2017/12/24放送のNHK BSプレミアム「がんを生きる新常識。治療法は自ら選ぶ」。
この番組では「医師ががんと宣告されたらどうする?」がテーマです。
現役の医師ががんを宣告されたとき、どんな選択をするのか?ということは、一般の患者さんにとっても興味深いことだと思います。
巷では「医師は自分ががんになったら、抗がん剤なんかしないらしい」などの説を信じている人が多いですが、今回登場する医師は「標準治療だけ」しか選択していません。
参考になることも多いのでシェアしたいと思います。
医師として自らの闘病体験を報告されたのは、東京医科歯科大学の内科医である坂下医師(血液内科医。女性)。
自身のがんの体験から「治療法を患者自らが選び、道を切り開いていくことが大切だ」という内容でした。
三大治療(標準治療)で希少がんと闘う
坂下さんにとって、最初のがんは2005年。当時39歳でした。
背中に強い痛みを感じ、脇まで痺れてきた・・・なにかおかしいと検査をしたところ「骨軟部腫瘍」と診断されました。
坂下さんは担当医に「手術で全ての腫瘍を取って欲しい」と伝えたが「骨への浸潤があり、手術は難易度が高くできない」と回答されました。
しかし、どうしても手術で全ての人腫瘍を取り除きたいと思った坂下さんはあらゆる症例や論文を調査します。
その中で、自身のがんの進行状態が「余命一年」であることを知り、小さいお子さん(当時2歳のお嬢さん)のことを思い、絶望の淵に立たされました。
もうどうしようもない、といったんは治療を諦める心境になったものの、子供の成長を見守るのが私の役目。なんとか生きなきゃと気持ちを奮い立たせて「手術できる手段」を模索します。
とうとう手術ができる病院を見つける
当時、起き上がるのも困難だった坂下さんは長い調査のうえ、手術できる病院を探し当てます。
それは金沢大学附属病院。
この大学で研究されてきた「腫瘍脊椎骨(しゅようせきずいこつ)全摘術」。
この方法は脊椎神経を傷つけずに、がんに侵された背骨だけを取り除くという方法でした。

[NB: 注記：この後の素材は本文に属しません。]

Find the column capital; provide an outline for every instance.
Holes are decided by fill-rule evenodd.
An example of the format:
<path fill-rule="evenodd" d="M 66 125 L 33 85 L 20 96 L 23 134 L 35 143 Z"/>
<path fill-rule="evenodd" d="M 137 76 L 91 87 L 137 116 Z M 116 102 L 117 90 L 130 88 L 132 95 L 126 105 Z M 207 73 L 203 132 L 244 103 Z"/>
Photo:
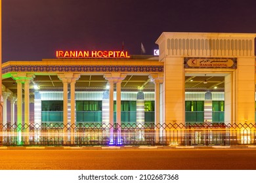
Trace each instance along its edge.
<path fill-rule="evenodd" d="M 25 82 L 30 82 L 35 78 L 35 75 L 32 73 L 14 73 L 12 74 L 12 78 L 16 80 L 16 82 L 25 83 Z"/>
<path fill-rule="evenodd" d="M 8 92 L 3 92 L 2 95 L 4 99 L 7 99 L 9 96 L 10 96 L 12 93 Z"/>
<path fill-rule="evenodd" d="M 8 99 L 11 103 L 15 103 L 17 101 L 17 97 L 14 95 L 9 96 Z"/>
<path fill-rule="evenodd" d="M 104 77 L 110 82 L 121 82 L 126 77 L 127 75 L 123 73 L 106 73 L 104 75 Z"/>
<path fill-rule="evenodd" d="M 148 78 L 150 78 L 151 81 L 154 83 L 160 83 L 162 84 L 163 82 L 163 73 L 156 73 L 156 74 L 150 74 L 148 76 Z"/>

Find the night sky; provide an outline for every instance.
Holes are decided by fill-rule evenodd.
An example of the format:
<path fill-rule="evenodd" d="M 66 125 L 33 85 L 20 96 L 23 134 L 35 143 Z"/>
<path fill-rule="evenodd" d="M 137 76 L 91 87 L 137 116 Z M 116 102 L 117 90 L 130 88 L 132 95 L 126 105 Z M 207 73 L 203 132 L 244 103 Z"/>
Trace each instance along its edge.
<path fill-rule="evenodd" d="M 256 33 L 256 1 L 2 0 L 3 62 L 158 49 L 162 32 Z"/>

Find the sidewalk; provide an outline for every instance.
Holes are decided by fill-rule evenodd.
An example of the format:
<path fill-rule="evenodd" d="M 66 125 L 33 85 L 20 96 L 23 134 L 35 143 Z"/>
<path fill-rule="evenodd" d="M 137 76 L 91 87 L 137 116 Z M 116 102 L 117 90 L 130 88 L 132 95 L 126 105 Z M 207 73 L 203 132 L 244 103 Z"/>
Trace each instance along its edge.
<path fill-rule="evenodd" d="M 236 146 L 1 146 L 1 150 L 168 150 L 256 148 L 256 145 Z"/>

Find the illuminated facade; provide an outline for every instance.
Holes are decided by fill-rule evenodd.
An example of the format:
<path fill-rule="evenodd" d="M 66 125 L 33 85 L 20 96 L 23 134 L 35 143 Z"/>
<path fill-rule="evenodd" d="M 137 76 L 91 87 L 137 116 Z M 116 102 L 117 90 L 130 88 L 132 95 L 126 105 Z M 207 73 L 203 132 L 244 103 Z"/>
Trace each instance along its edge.
<path fill-rule="evenodd" d="M 254 124 L 255 35 L 163 33 L 159 57 L 59 50 L 56 59 L 5 63 L 3 124 L 28 124 L 32 100 L 40 125 Z"/>

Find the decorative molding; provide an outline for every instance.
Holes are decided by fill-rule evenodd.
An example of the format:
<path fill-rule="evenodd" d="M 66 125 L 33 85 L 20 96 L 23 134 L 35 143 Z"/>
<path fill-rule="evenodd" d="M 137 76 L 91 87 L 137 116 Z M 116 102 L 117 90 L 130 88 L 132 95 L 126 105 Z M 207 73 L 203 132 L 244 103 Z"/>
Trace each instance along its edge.
<path fill-rule="evenodd" d="M 8 65 L 2 73 L 11 72 L 54 73 L 163 73 L 163 65 Z"/>

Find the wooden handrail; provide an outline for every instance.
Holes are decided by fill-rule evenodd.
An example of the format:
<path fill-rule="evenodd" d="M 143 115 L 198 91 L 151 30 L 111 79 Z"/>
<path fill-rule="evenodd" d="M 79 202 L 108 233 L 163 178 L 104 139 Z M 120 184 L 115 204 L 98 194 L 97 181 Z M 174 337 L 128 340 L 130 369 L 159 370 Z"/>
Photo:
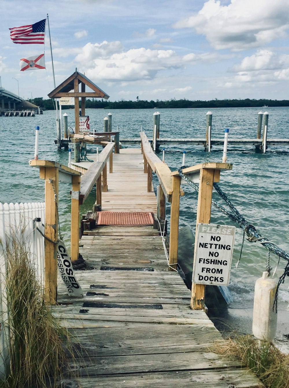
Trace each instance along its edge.
<path fill-rule="evenodd" d="M 154 172 L 156 172 L 155 163 L 161 162 L 159 158 L 152 151 L 148 140 L 145 141 L 145 135 L 143 132 L 140 132 L 140 139 L 142 144 L 143 152 L 144 154 L 145 159 L 149 165 L 152 170 Z"/>
<path fill-rule="evenodd" d="M 106 162 L 112 152 L 114 143 L 108 143 L 98 155 L 98 161 L 94 162 L 81 177 L 79 204 L 82 205 L 100 176 Z"/>

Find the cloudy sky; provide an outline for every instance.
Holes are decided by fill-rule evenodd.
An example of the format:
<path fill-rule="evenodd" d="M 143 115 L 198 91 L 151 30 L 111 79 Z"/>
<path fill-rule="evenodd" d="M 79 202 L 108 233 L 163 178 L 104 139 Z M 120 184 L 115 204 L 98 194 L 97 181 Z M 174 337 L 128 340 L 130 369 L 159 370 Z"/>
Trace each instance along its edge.
<path fill-rule="evenodd" d="M 54 88 L 48 28 L 44 48 L 14 43 L 9 28 L 47 13 L 56 86 L 77 68 L 112 101 L 289 99 L 289 0 L 0 0 L 0 10 L 2 86 L 26 99 Z M 46 70 L 20 72 L 44 48 Z"/>

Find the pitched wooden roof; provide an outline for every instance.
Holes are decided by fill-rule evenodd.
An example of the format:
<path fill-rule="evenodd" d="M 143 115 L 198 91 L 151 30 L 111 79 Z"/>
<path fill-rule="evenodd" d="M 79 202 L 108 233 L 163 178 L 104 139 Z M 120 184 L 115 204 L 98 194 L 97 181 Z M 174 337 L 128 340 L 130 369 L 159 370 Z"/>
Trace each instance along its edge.
<path fill-rule="evenodd" d="M 93 91 L 74 92 L 74 80 L 77 79 L 78 85 L 81 83 L 84 84 Z M 70 90 L 73 90 L 70 92 Z M 63 81 L 54 90 L 48 94 L 49 98 L 59 98 L 60 97 L 94 97 L 104 98 L 107 100 L 109 96 L 98 87 L 93 82 L 86 77 L 84 74 L 79 73 L 77 69 L 75 72 L 70 77 Z"/>

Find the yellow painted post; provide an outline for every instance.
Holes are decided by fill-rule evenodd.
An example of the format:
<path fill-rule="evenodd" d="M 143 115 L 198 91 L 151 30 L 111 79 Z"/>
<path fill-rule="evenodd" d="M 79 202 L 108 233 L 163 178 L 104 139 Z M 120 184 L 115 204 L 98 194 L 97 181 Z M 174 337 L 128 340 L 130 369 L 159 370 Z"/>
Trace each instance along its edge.
<path fill-rule="evenodd" d="M 81 93 L 85 92 L 85 84 L 84 82 L 81 83 Z M 78 97 L 75 97 L 75 98 Z M 81 97 L 81 116 L 85 116 L 85 97 Z"/>
<path fill-rule="evenodd" d="M 144 173 L 145 174 L 147 173 L 147 161 L 144 152 Z"/>
<path fill-rule="evenodd" d="M 47 304 L 55 305 L 57 300 L 57 245 L 59 171 L 57 167 L 45 168 L 45 225 L 44 235 L 44 298 Z M 55 192 L 54 192 L 55 190 Z M 55 195 L 56 194 L 56 195 Z"/>
<path fill-rule="evenodd" d="M 102 170 L 102 191 L 104 193 L 107 192 L 107 171 L 106 163 L 104 165 Z"/>
<path fill-rule="evenodd" d="M 152 171 L 151 167 L 147 164 L 147 192 L 150 193 L 152 191 Z"/>
<path fill-rule="evenodd" d="M 72 176 L 72 186 L 71 194 L 71 260 L 78 258 L 79 252 L 79 191 L 80 176 Z"/>
<path fill-rule="evenodd" d="M 112 173 L 112 152 L 109 155 L 109 173 Z"/>
<path fill-rule="evenodd" d="M 74 92 L 78 92 L 78 80 L 74 79 Z M 75 119 L 75 129 L 74 132 L 76 135 L 79 133 L 79 100 L 78 97 L 74 98 L 74 118 Z"/>
<path fill-rule="evenodd" d="M 96 210 L 102 211 L 102 176 L 96 181 Z"/>
<path fill-rule="evenodd" d="M 179 175 L 172 177 L 171 220 L 170 227 L 170 251 L 168 263 L 173 268 L 177 268 L 179 238 L 179 218 L 180 214 L 180 177 Z M 173 270 L 169 267 L 169 271 Z"/>
<path fill-rule="evenodd" d="M 198 223 L 209 223 L 211 218 L 212 193 L 213 191 L 215 170 L 201 168 L 200 172 L 200 184 L 198 197 L 198 207 L 196 222 Z M 195 249 L 196 247 L 195 246 Z M 192 284 L 191 308 L 200 310 L 205 308 L 205 286 L 204 284 Z"/>

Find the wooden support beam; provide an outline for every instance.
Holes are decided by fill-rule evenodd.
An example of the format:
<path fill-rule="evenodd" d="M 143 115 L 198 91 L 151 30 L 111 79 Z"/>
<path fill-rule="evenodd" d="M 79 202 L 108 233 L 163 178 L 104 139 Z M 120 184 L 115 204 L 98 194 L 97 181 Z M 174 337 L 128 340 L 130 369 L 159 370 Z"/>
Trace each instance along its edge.
<path fill-rule="evenodd" d="M 102 210 L 102 176 L 100 176 L 96 181 L 96 210 Z"/>
<path fill-rule="evenodd" d="M 104 165 L 102 170 L 102 191 L 104 193 L 107 192 L 107 174 L 106 163 Z"/>
<path fill-rule="evenodd" d="M 81 83 L 81 92 L 85 92 L 85 84 L 84 82 Z M 85 97 L 81 97 L 81 116 L 85 116 Z"/>
<path fill-rule="evenodd" d="M 180 214 L 180 177 L 175 175 L 172 181 L 172 203 L 171 219 L 170 227 L 170 251 L 168 263 L 173 268 L 177 268 L 178 255 L 178 239 L 179 238 L 179 218 Z M 173 270 L 169 267 L 169 271 Z"/>
<path fill-rule="evenodd" d="M 147 161 L 144 153 L 144 173 L 147 173 Z"/>
<path fill-rule="evenodd" d="M 147 192 L 151 192 L 152 191 L 152 170 L 149 165 L 147 165 Z"/>
<path fill-rule="evenodd" d="M 166 218 L 166 197 L 161 186 L 159 187 L 158 203 L 157 204 L 158 218 L 160 221 L 164 221 Z"/>
<path fill-rule="evenodd" d="M 57 300 L 58 169 L 45 167 L 45 225 L 44 235 L 44 299 L 55 305 Z M 55 192 L 54 192 L 55 190 Z M 49 239 L 48 240 L 47 239 Z M 49 241 L 51 240 L 51 241 Z"/>
<path fill-rule="evenodd" d="M 77 78 L 74 79 L 74 92 L 78 92 L 78 80 Z M 79 133 L 79 101 L 78 97 L 74 99 L 74 118 L 75 121 L 75 129 L 74 133 L 78 135 Z"/>
<path fill-rule="evenodd" d="M 78 258 L 79 240 L 79 175 L 72 175 L 71 191 L 71 260 L 74 262 Z"/>
<path fill-rule="evenodd" d="M 109 173 L 112 173 L 112 153 L 109 155 Z"/>
<path fill-rule="evenodd" d="M 215 170 L 213 169 L 202 168 L 200 171 L 196 222 L 196 238 L 198 224 L 210 223 L 214 175 Z M 195 249 L 196 248 L 195 246 Z M 205 291 L 205 286 L 204 284 L 197 284 L 193 283 L 192 284 L 191 299 L 191 308 L 192 309 L 204 309 Z"/>

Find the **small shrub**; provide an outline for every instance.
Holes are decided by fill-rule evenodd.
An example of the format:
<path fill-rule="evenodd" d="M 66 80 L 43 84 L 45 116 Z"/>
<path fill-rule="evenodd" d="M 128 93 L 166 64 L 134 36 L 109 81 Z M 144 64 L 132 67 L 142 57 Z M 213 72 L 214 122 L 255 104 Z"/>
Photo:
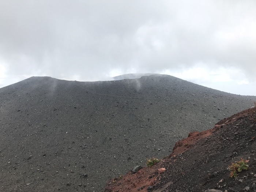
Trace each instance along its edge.
<path fill-rule="evenodd" d="M 229 166 L 229 170 L 231 171 L 230 177 L 236 178 L 239 174 L 238 173 L 243 170 L 248 170 L 249 167 L 248 165 L 249 161 L 248 160 L 245 160 L 242 158 L 241 158 L 240 161 L 238 161 L 235 163 L 232 163 L 231 165 Z"/>
<path fill-rule="evenodd" d="M 158 163 L 160 161 L 160 160 L 157 158 L 153 157 L 152 159 L 148 159 L 147 161 L 147 166 L 148 167 L 152 167 L 157 163 Z"/>

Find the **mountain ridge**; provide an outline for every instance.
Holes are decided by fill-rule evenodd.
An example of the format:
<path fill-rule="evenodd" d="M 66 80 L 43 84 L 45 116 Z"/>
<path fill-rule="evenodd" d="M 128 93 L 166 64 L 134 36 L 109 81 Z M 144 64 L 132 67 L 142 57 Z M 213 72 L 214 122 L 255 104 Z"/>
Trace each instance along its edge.
<path fill-rule="evenodd" d="M 164 75 L 92 82 L 34 77 L 1 88 L 0 190 L 102 191 L 255 98 Z"/>

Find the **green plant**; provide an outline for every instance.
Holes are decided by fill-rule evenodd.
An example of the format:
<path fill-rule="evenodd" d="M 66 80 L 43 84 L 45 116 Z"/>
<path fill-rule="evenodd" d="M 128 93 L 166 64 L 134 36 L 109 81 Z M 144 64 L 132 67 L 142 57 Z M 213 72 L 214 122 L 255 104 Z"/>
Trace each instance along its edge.
<path fill-rule="evenodd" d="M 231 171 L 230 177 L 236 178 L 239 174 L 238 173 L 243 170 L 248 170 L 249 167 L 248 165 L 249 161 L 248 160 L 245 160 L 241 158 L 240 161 L 238 161 L 235 163 L 232 163 L 231 165 L 229 166 Z"/>
<path fill-rule="evenodd" d="M 147 161 L 147 166 L 148 167 L 152 167 L 157 163 L 158 163 L 160 160 L 157 158 L 153 157 L 150 159 L 148 159 Z"/>

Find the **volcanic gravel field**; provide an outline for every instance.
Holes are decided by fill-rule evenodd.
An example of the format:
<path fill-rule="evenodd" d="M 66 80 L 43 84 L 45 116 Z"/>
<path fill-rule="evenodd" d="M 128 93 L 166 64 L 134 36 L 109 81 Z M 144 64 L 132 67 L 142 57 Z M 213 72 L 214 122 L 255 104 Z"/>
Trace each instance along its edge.
<path fill-rule="evenodd" d="M 165 75 L 29 78 L 0 89 L 0 191 L 102 191 L 255 101 Z"/>

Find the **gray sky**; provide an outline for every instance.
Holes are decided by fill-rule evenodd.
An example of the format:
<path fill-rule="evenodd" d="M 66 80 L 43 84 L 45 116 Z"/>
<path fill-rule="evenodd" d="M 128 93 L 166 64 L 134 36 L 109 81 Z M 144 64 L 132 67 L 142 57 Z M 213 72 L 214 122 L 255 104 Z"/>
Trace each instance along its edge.
<path fill-rule="evenodd" d="M 0 87 L 171 75 L 256 95 L 256 1 L 0 0 Z"/>

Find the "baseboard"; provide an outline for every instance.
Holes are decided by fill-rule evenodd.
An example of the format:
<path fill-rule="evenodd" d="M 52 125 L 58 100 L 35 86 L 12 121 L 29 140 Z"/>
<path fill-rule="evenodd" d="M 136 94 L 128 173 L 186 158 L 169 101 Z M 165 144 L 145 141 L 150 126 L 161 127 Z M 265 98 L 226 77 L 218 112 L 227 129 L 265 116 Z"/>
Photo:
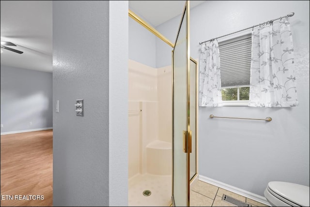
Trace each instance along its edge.
<path fill-rule="evenodd" d="M 254 201 L 257 201 L 258 202 L 261 203 L 268 206 L 270 206 L 270 204 L 269 204 L 269 202 L 267 201 L 266 198 L 264 196 L 253 193 L 251 192 L 245 191 L 240 188 L 236 188 L 235 187 L 222 183 L 221 182 L 214 180 L 212 178 L 210 178 L 207 177 L 205 177 L 203 175 L 199 175 L 199 179 L 200 180 L 201 180 L 202 181 L 205 182 L 206 183 L 217 186 L 219 188 L 222 188 L 223 189 L 225 189 L 231 192 L 234 192 L 235 193 L 246 197 L 247 198 L 248 198 L 250 199 L 252 199 Z"/>
<path fill-rule="evenodd" d="M 47 127 L 46 128 L 34 128 L 33 129 L 21 130 L 20 131 L 8 131 L 7 132 L 2 132 L 0 133 L 0 135 L 4 135 L 5 134 L 16 134 L 17 133 L 29 132 L 30 131 L 41 131 L 42 130 L 52 129 L 52 127 Z"/>

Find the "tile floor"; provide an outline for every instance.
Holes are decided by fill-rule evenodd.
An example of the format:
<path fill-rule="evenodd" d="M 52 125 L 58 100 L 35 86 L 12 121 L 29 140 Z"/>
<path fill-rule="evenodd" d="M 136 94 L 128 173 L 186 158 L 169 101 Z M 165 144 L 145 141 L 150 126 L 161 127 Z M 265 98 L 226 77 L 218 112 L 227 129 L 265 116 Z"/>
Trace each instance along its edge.
<path fill-rule="evenodd" d="M 209 183 L 197 180 L 191 186 L 191 207 L 234 207 L 235 206 L 222 201 L 225 194 L 236 199 L 252 205 L 252 207 L 267 207 L 264 204 L 226 191 Z"/>

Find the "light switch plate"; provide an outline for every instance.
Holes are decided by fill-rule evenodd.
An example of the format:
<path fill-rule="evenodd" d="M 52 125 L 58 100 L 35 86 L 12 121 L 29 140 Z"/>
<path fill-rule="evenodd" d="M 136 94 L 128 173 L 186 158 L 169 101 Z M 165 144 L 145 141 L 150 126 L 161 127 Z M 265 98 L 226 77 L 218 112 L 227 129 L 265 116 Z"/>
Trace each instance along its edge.
<path fill-rule="evenodd" d="M 59 112 L 59 100 L 56 100 L 56 112 Z"/>
<path fill-rule="evenodd" d="M 84 116 L 84 101 L 83 99 L 77 99 L 76 112 L 77 116 Z"/>

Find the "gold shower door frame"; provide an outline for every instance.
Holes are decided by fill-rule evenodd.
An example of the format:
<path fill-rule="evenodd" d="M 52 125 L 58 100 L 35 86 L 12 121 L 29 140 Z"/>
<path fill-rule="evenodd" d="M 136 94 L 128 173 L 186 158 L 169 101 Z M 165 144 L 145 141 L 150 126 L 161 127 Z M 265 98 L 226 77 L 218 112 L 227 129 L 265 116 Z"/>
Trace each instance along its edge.
<path fill-rule="evenodd" d="M 193 180 L 197 177 L 198 176 L 198 158 L 197 158 L 197 154 L 198 154 L 198 66 L 197 66 L 197 62 L 194 60 L 193 59 L 192 59 L 192 58 L 190 57 L 190 55 L 189 55 L 189 9 L 187 9 L 187 8 L 189 8 L 189 0 L 186 0 L 186 3 L 185 3 L 185 5 L 184 6 L 184 8 L 183 10 L 183 15 L 182 16 L 182 18 L 181 18 L 181 22 L 180 23 L 180 25 L 179 25 L 179 30 L 178 32 L 178 35 L 177 35 L 177 38 L 176 38 L 176 41 L 175 41 L 175 44 L 173 44 L 173 43 L 172 43 L 169 39 L 168 39 L 167 38 L 166 38 L 164 35 L 163 35 L 162 34 L 161 34 L 160 33 L 159 33 L 158 31 L 157 31 L 156 30 L 155 30 L 154 28 L 153 28 L 152 26 L 151 26 L 150 25 L 149 25 L 146 22 L 145 22 L 145 21 L 144 21 L 143 19 L 142 19 L 141 18 L 140 18 L 139 16 L 138 16 L 137 15 L 136 15 L 134 13 L 133 13 L 132 11 L 131 11 L 130 10 L 128 10 L 128 15 L 130 17 L 131 17 L 131 18 L 132 18 L 134 20 L 135 20 L 135 21 L 136 21 L 137 22 L 139 23 L 140 24 L 141 24 L 142 26 L 143 26 L 143 27 L 144 27 L 146 29 L 147 29 L 148 30 L 149 30 L 150 32 L 152 32 L 152 33 L 153 33 L 154 34 L 155 34 L 156 36 L 157 36 L 158 37 L 159 37 L 160 39 L 161 39 L 162 40 L 163 40 L 164 42 L 166 42 L 167 44 L 168 44 L 169 45 L 170 45 L 170 46 L 171 46 L 171 47 L 173 48 L 173 50 L 172 52 L 172 122 L 173 122 L 173 124 L 172 124 L 172 196 L 171 196 L 171 199 L 172 199 L 172 205 L 173 206 L 176 206 L 176 205 L 178 206 L 190 206 L 190 204 L 189 204 L 189 200 L 190 200 L 190 184 L 192 182 L 192 181 L 193 181 Z M 181 28 L 181 24 L 182 23 L 182 20 L 183 20 L 183 17 L 186 14 L 186 103 L 185 103 L 186 105 L 186 110 L 185 110 L 185 111 L 184 111 L 184 112 L 185 112 L 187 115 L 186 116 L 186 118 L 185 119 L 186 121 L 186 128 L 185 128 L 185 130 L 186 131 L 186 133 L 185 134 L 185 136 L 184 138 L 183 138 L 183 136 L 182 136 L 182 137 L 177 137 L 177 138 L 175 138 L 174 137 L 174 129 L 175 128 L 175 126 L 174 126 L 174 116 L 173 113 L 173 109 L 174 107 L 174 91 L 173 91 L 174 89 L 176 89 L 175 88 L 175 85 L 174 84 L 174 81 L 175 81 L 175 79 L 173 77 L 173 74 L 174 74 L 175 73 L 173 72 L 173 51 L 175 50 L 175 46 L 176 45 L 176 43 L 177 43 L 177 36 L 178 36 L 178 34 L 180 32 L 180 29 Z M 195 68 L 193 68 L 193 67 L 191 67 L 191 63 L 192 64 L 195 64 L 195 67 L 194 67 Z M 190 71 L 191 70 L 195 70 L 195 74 L 196 74 L 196 80 L 195 80 L 195 81 L 190 81 L 190 79 L 191 78 L 192 78 L 192 79 L 193 78 L 193 76 L 191 76 L 191 73 L 190 73 Z M 194 93 L 194 95 L 195 95 L 195 97 L 194 97 L 194 101 L 196 101 L 195 103 L 192 103 L 193 101 L 193 99 L 192 99 L 192 101 L 191 102 L 191 100 L 190 100 L 190 95 L 191 95 L 191 93 L 190 93 L 190 88 L 192 87 L 196 87 L 196 93 Z M 192 94 L 193 93 L 191 93 L 191 95 L 193 95 Z M 196 106 L 195 110 L 193 110 L 193 111 L 190 111 L 190 104 L 191 103 L 193 104 L 195 106 Z M 192 116 L 194 116 L 194 117 L 193 117 Z M 190 122 L 190 120 L 191 120 L 192 121 L 191 121 Z M 195 135 L 194 137 L 192 137 L 191 136 L 191 128 L 190 128 L 190 126 L 192 125 L 192 124 L 194 123 L 194 127 L 192 127 L 191 129 L 192 130 L 194 130 L 194 134 Z M 183 133 L 183 131 L 182 132 L 182 134 Z M 174 144 L 175 143 L 175 139 L 181 139 L 182 140 L 182 146 L 181 147 L 178 146 L 177 149 L 176 149 L 175 146 L 174 146 Z M 190 160 L 191 160 L 191 149 L 192 149 L 192 146 L 191 146 L 191 143 L 192 143 L 192 141 L 195 141 L 195 144 L 194 144 L 194 148 L 193 149 L 195 149 L 195 153 L 194 154 L 191 154 L 191 158 L 195 158 L 194 159 L 194 162 L 195 164 L 195 173 L 193 175 L 190 175 Z M 185 149 L 184 148 L 186 148 L 186 150 L 185 150 L 186 149 Z M 186 167 L 184 168 L 183 168 L 182 169 L 179 170 L 179 169 L 175 169 L 175 168 L 174 166 L 174 163 L 175 163 L 175 160 L 174 160 L 175 159 L 177 159 L 177 158 L 178 158 L 176 156 L 175 156 L 174 154 L 175 154 L 175 151 L 176 151 L 176 150 L 183 150 L 183 149 L 185 150 L 185 151 L 186 151 L 186 152 L 183 152 L 184 156 L 185 156 L 185 158 L 183 159 L 182 161 L 184 162 L 186 164 L 185 166 Z M 194 156 L 194 157 L 193 157 Z M 180 171 L 180 172 L 178 172 Z M 175 188 L 176 187 L 174 187 L 174 185 L 176 183 L 178 183 L 179 182 L 179 181 L 176 181 L 176 180 L 174 180 L 175 177 L 174 177 L 174 173 L 182 173 L 183 174 L 186 175 L 186 179 L 184 179 L 184 180 L 181 180 L 181 182 L 184 182 L 185 183 L 185 187 L 184 188 L 183 188 L 182 190 L 183 191 L 183 195 L 181 195 L 181 197 L 182 197 L 182 198 L 185 198 L 185 201 L 179 201 L 179 198 L 177 198 L 177 196 L 175 196 L 175 193 L 174 193 L 174 190 L 175 190 Z"/>

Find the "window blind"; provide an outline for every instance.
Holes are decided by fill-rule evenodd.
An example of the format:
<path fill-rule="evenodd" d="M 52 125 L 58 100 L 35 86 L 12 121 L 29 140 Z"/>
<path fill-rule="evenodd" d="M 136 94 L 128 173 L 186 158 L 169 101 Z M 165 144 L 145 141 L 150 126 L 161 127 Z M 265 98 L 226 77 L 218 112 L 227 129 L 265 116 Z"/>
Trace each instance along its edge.
<path fill-rule="evenodd" d="M 251 34 L 218 43 L 222 87 L 249 85 Z"/>

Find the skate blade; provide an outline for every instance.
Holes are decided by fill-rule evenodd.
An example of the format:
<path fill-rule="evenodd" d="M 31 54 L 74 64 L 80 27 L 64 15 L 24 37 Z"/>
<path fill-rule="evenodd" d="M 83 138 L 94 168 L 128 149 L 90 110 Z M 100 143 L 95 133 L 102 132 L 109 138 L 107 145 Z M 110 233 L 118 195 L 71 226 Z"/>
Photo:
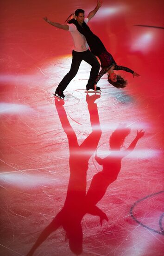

骨を取り除くということは骨を外すということになり、そのままでは立つことも座ることもできません。
そのため取り除いた骨の部分には健康な腰の骨を移植。さらに金属で補強するという、当時では世界最先端の技術でした。
手術は11時間に及びましたが、腫瘍の全てを摘出することに成功。
手術後は背中の強い痛みに苦しんだが、懸命にリハビリして日常生活ができるまで回復します。
しかし、翌年2006年にがんが再発。
骨軟部腫瘍が腰椎と仙骨に転移していたのです。
医師からは「今度こそ手術はできない」と告げられました。
希望を失いかけたとき、担当医からある治療法を提案されます。
それは放射線治療でした。
放射線のなかでも先進医療のひとつ、重粒子線治療を提案されたのです。しかし当時はまだ開発途上の最中で、今のようにどのような効果がどのくらい見込めるのかはっきりしない状況でした。
しかも、腫瘍が存在するのは脊髄神経が走る腰椎と仙骨。
重粒子線を当てる場所が少しズレてしまうだけで、脊髄神経が損傷し、歩けなくなるなど重大な後遺症が残ることになります。
どうするか悩んでいた坂下さんに主治医は「命のほうが大事だから受けなさい」とアドバイス。それを受け入れた彼女は重粒子線治療に挑戦し、無事に治療は成功。
恐れていた後遺症も残らず、二度目の治療を終えるのです。
再発予防のための抗がん剤で長い入院生活を経験
次に再発してしまうのは避けたいを考えた坂下さんは、再発防止のために2007年には抗がん剤を受けます。
抗がん剤はがんの種類や状況によって様々なものがあり、その数は現在300種類にも及びます。
以前は入院して受けなければならなかった抗がん剤ですが、いまは通院で受けられるものも少なくありません。
ただ、坂下さんが受けた当時はまだ通院で受けられる体制が整っておらず、半年間の入院生活を強いらることになります。
軟部腫瘍に対して効果のある抗がん剤は副作用の強いものであるため、医師の管理下で治療を受けることが前提だったのです。
その後、再発なく坂下さんは医師の仕事を続けています。
結局、彼女は三大治療の全てを経験したことになります。
坂下さんは、番組の最後にこう話しています。
治療選択という難しい状況に立たされて非常に大変な思いをした。
それまでは医療者が何とかしてくれると頭のどこかで思っていた。
でも、そこから治っていく、傷を癒して元の生活に戻るには患者自身の内側の力が必要だなって思う。
・・・最初に手術をしていなかったら、彼女はこの世にいない。ということを考えると治療の選択はとても重要な要素になります。